Sem a renovação do contrato, 36 PMs deixaram de receber o auxílio-moradia e 16 localidades foram prejudicadas. O comando do 12º Batalhão de Polícia Militar (12º BPM) garante o trabalho mesmo sem o apoio financeiro. Contudo, os policiais participantes não são mais obrigados a residir nos bairros de atuação – um dos pilares do programa. O impacto do fim do convênio, no entanto, só deverá ser percebido a partir do próximo mês.
Conhecer a rotina do interior fez a diferença no policiamento em Caxias do Sul
Policiais comunitários diminuíram a sensação de abandono na zona rural

Se na zona urbana conhecer os moradores auxilia na segurança do bairro, no interior isso é uma necessidade. O policiamento comunitário na área rural talvez seja o melhor exemplo em Caxias do Sul da integração proposta pelo programa. Acostumados com a distância dos serviços disponíveis na cidade, os moradores do interior de Caxias exaltam o convívio dos brigadianos e fazem questão de oferecer pelo menos um café aos policiais durante as visitas.
Por outro lado, morar afastado da zona urbana é um teste do comprometimento do PM comunitário, o que resulta em uma melhor atuação. Mesmo com o auxílio-moradia, a maioria dos brigadianos não quer morar em distritos e localidades afastadas e o comando tem dificuldades para encontrar candidatos ao posto.
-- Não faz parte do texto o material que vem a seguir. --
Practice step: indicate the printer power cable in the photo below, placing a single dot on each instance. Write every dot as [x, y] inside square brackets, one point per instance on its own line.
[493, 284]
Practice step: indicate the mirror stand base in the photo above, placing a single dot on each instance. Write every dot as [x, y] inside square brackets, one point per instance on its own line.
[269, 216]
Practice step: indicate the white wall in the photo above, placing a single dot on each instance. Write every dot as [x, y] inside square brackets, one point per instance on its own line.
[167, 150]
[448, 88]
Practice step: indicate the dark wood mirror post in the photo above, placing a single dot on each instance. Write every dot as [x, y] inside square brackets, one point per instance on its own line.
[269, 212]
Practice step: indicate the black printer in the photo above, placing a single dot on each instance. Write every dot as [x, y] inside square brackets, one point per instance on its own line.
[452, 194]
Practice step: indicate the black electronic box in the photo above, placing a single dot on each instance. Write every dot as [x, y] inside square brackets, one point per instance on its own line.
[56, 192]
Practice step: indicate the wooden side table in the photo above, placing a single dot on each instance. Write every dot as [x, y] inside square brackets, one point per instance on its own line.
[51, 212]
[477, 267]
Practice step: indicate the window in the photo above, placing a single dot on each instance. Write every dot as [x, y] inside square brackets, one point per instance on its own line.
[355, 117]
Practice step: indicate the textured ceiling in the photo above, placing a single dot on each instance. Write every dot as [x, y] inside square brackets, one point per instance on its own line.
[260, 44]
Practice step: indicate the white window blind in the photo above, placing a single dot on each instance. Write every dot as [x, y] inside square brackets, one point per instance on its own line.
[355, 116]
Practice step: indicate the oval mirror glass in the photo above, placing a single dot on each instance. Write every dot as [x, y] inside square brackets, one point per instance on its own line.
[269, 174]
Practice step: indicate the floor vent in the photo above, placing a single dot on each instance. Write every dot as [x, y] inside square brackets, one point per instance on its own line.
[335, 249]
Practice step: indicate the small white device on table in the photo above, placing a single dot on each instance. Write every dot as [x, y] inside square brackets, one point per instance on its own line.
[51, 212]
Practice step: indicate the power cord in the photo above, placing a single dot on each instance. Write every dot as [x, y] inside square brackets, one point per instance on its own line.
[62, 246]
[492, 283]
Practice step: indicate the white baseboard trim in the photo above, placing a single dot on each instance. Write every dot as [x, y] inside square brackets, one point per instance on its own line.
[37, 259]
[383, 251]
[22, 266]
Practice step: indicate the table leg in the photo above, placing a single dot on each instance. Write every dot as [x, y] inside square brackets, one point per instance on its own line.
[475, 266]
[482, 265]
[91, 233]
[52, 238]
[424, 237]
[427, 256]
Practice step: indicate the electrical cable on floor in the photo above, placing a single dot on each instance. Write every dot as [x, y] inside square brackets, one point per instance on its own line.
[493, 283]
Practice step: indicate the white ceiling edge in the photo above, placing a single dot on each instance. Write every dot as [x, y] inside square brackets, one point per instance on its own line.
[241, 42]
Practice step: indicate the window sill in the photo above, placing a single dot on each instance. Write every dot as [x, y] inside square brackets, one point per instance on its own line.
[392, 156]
Historicamente, as rondas policiais não chegam à zona rural devido à distância do batalhão da Brigada Militar, que fica no bairro Kayser. No passado, mesmo quando vítimas de crime acionavam o 190, raramente uma viatura era deslocada até um distrito porque havia o entendimento de que os bandidos já haviam deixado a propriedade e os reféns não estariam em risco. Essa fragilidade foi percebida pelos ladrões e os relatos de crimes viraram parte da rotina, principalmente no início dos anos 2010.
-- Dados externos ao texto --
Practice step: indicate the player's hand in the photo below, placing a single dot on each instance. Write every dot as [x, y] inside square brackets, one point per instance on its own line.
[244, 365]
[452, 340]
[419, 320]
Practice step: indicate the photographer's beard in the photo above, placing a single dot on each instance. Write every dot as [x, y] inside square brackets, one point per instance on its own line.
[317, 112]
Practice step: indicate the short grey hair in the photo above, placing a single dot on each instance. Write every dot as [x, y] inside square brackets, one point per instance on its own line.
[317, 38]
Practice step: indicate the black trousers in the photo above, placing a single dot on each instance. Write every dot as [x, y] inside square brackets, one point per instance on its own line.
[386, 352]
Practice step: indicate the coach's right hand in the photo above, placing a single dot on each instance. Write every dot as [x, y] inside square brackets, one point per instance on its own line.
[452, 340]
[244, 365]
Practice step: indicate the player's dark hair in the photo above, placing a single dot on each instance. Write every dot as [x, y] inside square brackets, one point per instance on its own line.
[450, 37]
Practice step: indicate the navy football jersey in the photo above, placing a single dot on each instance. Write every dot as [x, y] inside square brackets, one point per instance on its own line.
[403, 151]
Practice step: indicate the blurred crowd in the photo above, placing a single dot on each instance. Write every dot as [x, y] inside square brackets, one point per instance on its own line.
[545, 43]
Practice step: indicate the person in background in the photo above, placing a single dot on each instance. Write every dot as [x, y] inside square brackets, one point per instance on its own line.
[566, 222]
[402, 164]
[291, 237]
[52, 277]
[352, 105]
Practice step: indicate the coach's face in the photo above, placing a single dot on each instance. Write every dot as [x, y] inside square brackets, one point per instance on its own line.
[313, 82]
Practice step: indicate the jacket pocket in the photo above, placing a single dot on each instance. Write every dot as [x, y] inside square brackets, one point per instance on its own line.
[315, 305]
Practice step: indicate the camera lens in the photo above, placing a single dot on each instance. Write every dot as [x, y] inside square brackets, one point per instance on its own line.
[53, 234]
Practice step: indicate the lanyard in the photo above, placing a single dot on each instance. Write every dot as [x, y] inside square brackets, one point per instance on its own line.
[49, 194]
— O pior é que (os criminosos) são agressivos. Não aceitam que (as vítimas) não tenham nada. Eles batem nas pessoas e quebram tudo. A gente vivia se escondendo e se defendendo como podia — relata Solimar Daneluz, 59 anos, morador de Vila Oliva há 30 anos.
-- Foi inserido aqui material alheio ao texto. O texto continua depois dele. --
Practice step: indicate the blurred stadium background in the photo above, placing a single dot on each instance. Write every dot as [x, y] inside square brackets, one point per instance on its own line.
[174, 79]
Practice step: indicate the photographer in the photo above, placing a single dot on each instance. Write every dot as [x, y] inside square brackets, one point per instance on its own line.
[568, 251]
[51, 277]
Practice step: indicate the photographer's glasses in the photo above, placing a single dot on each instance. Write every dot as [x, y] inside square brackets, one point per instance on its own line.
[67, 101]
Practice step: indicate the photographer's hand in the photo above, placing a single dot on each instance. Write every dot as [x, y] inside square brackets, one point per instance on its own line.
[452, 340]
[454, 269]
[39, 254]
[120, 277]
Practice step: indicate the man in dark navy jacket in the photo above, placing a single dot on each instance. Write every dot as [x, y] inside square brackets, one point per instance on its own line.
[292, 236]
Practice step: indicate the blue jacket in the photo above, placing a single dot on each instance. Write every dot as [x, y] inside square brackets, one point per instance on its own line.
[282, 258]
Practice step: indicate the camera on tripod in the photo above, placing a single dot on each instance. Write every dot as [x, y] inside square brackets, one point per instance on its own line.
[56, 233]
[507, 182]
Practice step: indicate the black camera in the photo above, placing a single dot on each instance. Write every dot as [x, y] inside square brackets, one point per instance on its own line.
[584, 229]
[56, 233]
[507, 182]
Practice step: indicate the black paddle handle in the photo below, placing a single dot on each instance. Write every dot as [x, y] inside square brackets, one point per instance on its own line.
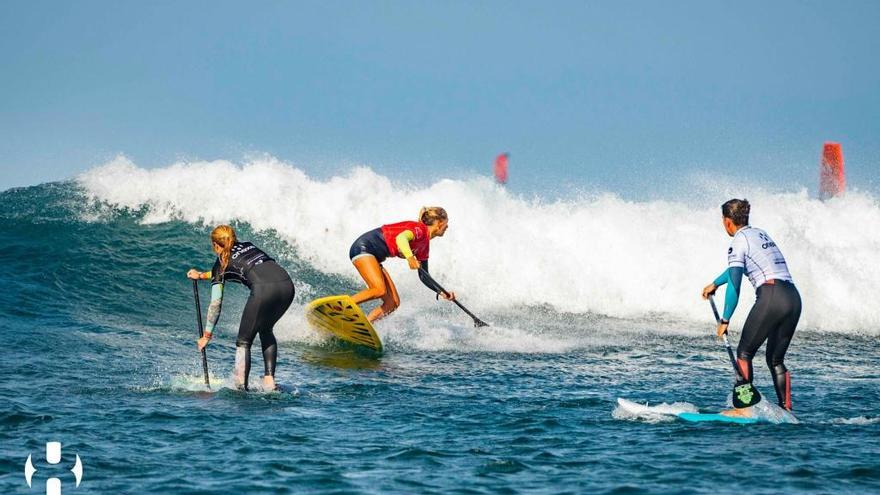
[736, 372]
[478, 322]
[201, 331]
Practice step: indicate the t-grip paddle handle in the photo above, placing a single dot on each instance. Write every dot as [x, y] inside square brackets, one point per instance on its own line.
[201, 331]
[477, 322]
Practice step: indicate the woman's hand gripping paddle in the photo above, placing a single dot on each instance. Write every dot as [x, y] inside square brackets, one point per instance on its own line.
[201, 331]
[744, 393]
[477, 322]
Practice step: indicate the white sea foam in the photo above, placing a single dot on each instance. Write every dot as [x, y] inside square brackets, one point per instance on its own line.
[592, 254]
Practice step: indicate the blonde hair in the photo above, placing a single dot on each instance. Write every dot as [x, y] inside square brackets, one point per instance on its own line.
[223, 236]
[429, 215]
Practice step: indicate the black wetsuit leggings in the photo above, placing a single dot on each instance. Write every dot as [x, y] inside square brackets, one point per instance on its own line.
[271, 294]
[773, 318]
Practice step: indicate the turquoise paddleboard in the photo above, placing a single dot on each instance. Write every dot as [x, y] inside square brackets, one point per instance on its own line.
[701, 417]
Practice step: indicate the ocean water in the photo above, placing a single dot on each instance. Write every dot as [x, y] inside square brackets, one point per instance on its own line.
[590, 297]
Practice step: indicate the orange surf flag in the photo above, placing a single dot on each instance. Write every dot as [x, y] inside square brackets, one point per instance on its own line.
[501, 168]
[832, 180]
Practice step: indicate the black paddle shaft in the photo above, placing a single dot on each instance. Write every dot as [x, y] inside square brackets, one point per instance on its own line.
[740, 382]
[201, 331]
[736, 372]
[477, 322]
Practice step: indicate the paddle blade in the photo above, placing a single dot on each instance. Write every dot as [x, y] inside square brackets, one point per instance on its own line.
[745, 395]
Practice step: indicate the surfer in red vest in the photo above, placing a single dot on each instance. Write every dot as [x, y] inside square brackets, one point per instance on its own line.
[409, 240]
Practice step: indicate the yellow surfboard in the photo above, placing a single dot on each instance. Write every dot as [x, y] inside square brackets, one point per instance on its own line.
[340, 316]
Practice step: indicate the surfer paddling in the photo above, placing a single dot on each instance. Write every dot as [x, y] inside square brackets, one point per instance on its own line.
[271, 295]
[409, 240]
[777, 309]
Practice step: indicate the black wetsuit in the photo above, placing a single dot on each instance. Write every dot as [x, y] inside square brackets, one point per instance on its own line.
[373, 243]
[773, 318]
[271, 294]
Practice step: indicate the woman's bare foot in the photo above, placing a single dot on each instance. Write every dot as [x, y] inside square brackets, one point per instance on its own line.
[269, 383]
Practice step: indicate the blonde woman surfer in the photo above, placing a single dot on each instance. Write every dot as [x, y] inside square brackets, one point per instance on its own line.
[271, 294]
[410, 240]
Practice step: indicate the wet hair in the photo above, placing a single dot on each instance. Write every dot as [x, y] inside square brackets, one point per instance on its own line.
[429, 215]
[737, 210]
[223, 236]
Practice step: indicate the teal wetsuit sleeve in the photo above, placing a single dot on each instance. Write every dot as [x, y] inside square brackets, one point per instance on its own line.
[214, 307]
[731, 297]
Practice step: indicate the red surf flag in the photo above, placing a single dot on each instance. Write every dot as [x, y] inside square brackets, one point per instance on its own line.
[832, 180]
[501, 168]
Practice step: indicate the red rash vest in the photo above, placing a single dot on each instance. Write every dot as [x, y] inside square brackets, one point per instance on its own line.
[420, 245]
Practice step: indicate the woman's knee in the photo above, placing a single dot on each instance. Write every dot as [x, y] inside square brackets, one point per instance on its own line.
[390, 304]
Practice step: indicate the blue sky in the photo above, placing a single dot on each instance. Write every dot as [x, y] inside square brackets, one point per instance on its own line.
[622, 96]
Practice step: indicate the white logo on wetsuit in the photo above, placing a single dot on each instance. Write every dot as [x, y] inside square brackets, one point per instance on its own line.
[239, 250]
[753, 250]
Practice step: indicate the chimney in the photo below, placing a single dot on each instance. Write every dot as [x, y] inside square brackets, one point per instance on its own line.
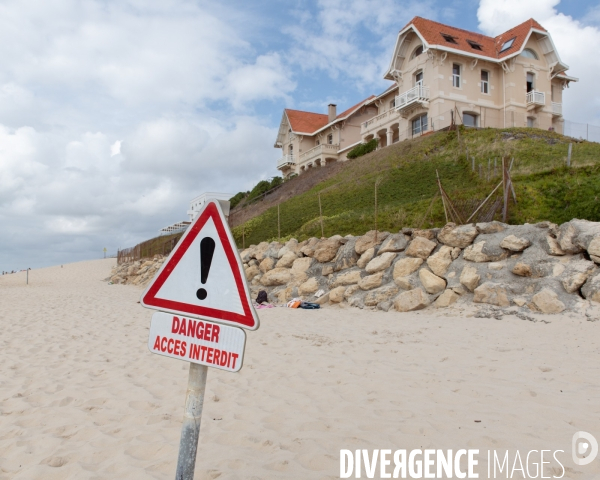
[331, 113]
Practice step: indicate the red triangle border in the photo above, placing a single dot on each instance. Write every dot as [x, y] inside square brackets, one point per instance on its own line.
[149, 298]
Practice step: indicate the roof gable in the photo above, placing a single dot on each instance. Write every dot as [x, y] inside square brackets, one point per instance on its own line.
[310, 122]
[305, 122]
[435, 33]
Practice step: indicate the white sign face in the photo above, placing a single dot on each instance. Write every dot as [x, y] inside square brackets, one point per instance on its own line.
[203, 277]
[197, 341]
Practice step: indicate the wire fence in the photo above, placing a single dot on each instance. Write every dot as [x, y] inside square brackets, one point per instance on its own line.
[406, 198]
[583, 131]
[157, 246]
[409, 197]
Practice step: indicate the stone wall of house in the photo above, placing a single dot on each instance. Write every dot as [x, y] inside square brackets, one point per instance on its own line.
[544, 267]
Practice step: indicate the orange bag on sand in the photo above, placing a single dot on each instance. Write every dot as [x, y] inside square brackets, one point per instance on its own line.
[295, 303]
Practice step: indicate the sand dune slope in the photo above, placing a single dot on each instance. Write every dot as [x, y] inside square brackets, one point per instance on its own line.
[81, 397]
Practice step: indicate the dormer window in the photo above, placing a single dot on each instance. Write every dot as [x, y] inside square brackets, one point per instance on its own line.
[529, 53]
[507, 44]
[418, 51]
[474, 45]
[449, 38]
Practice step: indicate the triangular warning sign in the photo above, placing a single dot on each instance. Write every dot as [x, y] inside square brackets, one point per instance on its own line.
[203, 277]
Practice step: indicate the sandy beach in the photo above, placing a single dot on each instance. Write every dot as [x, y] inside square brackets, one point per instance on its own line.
[81, 397]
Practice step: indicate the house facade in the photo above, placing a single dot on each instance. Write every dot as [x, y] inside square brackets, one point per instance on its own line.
[445, 75]
[441, 76]
[309, 140]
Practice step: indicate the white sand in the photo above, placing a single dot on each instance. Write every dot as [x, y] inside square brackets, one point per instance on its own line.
[81, 396]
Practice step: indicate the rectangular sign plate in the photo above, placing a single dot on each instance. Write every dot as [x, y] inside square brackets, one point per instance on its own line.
[197, 341]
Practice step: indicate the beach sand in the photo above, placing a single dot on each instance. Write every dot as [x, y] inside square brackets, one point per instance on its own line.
[81, 396]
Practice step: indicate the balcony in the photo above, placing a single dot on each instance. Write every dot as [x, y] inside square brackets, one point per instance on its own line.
[557, 109]
[535, 99]
[286, 161]
[416, 96]
[378, 122]
[323, 149]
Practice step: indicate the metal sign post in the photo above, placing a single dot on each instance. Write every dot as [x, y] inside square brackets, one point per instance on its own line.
[201, 282]
[190, 430]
Felizmente, o policiamento comunitário afastou a sensação de abandono sentida pelos moradores. A equipe do interior usa uma caminhonete para percorrer 300 quilômetros todos os dias e conversar com agricultores e famílias de locais afastados.
— Buscamos orientar a comunidade, principalmente em casos de emergência, e estimular que eles nos abordem. Os moradores têm que conhecer o policial que atende a localidade. Conhecer a rotina do interior faz a diferença no nosso trabalho — explica soldado Weide.

Diante de uma movimentação suspeita, os moradores são instruídos a anotar o modelo e placa do veículo e acionar os policiais. A resposta é mais rápida porque, além de estarem mais próximos, os brigadianos conhecem pontos de referência e os nomes das fazendas.
— Eles estão sempre em contato conosco e circulando pela região, o que passa esse ar de segurança. O próprio bandido se retrai (ao avistar os PMs). Sabemos que não vai resolver 100%, mas ajuda e é muito importante para nós — comenta Daneluz.
Ao conversar com os moradores, é fácil concluir que o policiamento comunitário funciona no interior e melhorou a segurança, embora muitas comunidades reclamem de assaltos. No entanto, como ocorre na cidade, o programa não opera plenamente. O convênio previa a participação de 11 policiais militares em três núcleos: Vila Seca, Fazenda Souza e Forqueta. Atualmente, há um brigadiano para o setor administrativo e seis para atuar nas rondas, sendo que dois estão de licença. Desta forma, o trabalho ficou dividido em duas duplas, que se revezam no patrulhamento de 2,1 mil quilômetros.